Enhancing Large Language Model Reasoning with Concise Outputs

TLDR: This research addresses the ‘overthinking’ problem in Large Reasoning Models (LRMs), where they generate verbose and redundant responses, leading to high computational costs. Existing solutions like length penalties often cause ‘length collapse’ or ‘training collapse.’ The paper proposes a Conciseness Reward Model (CRM) to score reasoning path conciseness and a novel Conciseness Reward Function (CRF). CRF applies conciseness scores only for correct answers, incorporating annealing and difficulty coefficients. This approach theoretically reduces variance and improves convergence, while practically achieving 8.1% accuracy improvement and 19.9% token reduction on Qwen2.5-7B, and generalizes to other LLMs like Llama and Mistral, offering a better balance between reasoning effectiveness and efficiency.

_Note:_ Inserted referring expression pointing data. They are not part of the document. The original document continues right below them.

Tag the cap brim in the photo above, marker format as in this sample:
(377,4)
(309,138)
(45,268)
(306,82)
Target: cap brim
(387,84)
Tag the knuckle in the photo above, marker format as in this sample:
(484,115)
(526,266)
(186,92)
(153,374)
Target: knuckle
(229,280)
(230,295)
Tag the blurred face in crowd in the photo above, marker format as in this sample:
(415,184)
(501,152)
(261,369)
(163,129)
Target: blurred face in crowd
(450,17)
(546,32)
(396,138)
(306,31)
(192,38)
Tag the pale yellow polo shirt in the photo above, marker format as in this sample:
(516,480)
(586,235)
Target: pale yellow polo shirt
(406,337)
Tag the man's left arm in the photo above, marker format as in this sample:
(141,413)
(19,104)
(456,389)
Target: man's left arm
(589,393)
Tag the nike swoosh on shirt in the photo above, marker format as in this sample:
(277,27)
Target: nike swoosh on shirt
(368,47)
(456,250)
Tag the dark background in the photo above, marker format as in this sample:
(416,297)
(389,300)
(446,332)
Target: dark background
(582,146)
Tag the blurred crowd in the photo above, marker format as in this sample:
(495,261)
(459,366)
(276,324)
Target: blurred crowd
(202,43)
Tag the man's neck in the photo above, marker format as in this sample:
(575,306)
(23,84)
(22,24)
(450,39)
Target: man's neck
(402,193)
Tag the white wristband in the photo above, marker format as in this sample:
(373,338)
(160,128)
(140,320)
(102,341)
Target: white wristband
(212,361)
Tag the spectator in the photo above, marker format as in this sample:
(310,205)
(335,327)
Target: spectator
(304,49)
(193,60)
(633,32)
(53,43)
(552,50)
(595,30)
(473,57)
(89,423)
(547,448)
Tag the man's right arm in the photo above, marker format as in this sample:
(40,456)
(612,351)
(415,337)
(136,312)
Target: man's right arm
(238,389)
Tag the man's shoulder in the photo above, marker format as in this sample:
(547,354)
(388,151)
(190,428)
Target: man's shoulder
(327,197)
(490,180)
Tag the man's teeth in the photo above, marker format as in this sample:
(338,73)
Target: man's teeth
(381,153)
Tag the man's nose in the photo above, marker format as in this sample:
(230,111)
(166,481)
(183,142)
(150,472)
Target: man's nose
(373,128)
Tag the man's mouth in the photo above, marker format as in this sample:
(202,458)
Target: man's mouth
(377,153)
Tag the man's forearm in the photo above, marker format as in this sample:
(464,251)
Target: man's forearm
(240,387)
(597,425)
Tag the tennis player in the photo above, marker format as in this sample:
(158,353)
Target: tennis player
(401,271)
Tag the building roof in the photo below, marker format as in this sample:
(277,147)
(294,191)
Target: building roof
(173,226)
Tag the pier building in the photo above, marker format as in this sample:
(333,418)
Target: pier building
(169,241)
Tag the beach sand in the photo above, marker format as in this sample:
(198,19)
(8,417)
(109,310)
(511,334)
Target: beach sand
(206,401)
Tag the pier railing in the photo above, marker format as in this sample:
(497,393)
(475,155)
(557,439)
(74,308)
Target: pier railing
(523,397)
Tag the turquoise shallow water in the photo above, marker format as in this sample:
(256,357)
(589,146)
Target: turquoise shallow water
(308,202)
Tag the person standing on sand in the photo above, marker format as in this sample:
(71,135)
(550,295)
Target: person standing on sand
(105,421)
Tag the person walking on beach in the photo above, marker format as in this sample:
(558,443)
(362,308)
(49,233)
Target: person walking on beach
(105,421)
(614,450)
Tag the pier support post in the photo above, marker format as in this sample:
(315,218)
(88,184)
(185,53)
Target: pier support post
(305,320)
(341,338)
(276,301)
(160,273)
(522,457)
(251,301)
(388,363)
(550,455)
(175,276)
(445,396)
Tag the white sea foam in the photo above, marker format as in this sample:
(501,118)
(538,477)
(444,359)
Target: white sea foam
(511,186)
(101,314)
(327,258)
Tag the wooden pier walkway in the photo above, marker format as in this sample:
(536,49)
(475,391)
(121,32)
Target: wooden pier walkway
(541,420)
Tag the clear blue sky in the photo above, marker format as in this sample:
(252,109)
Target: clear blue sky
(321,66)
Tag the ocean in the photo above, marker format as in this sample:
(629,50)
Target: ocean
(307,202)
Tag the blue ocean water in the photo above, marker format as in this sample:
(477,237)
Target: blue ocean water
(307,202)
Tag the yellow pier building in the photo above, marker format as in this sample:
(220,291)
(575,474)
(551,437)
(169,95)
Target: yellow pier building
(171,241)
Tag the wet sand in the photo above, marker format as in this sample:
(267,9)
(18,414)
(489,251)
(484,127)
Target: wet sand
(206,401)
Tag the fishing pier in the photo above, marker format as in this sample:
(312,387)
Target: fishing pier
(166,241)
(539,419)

Large Language Models (LLMs) have made incredible strides in reasoning capabilities, giving rise to what are known as Large Reasoning Models (LRMs). However, a common challenge with these advanced models, such as DeepSeek-R1 and OpenAI o1, is their tendency to ‘overthink.’ This means they often generate overly verbose responses filled with redundant or irrelevant steps, significantly increasing computational costs and making their outputs less efficient.

Previous attempts to address this ‘overthinking’ issue typically involved adding length penalties to the reward functions used in reinforcement learning. While seemingly straightforward, researchers have identified two critical problems with this approach: ‘length collapse’ and ‘training collapse.’ Length collapse occurs when models drastically reduce token length but at the expense of impaired logical reasoning, often leading to rote memorization of answers. Training collapse, on the other hand, sees both the reward and the number of tokens decline, indicating a failure in effective learning.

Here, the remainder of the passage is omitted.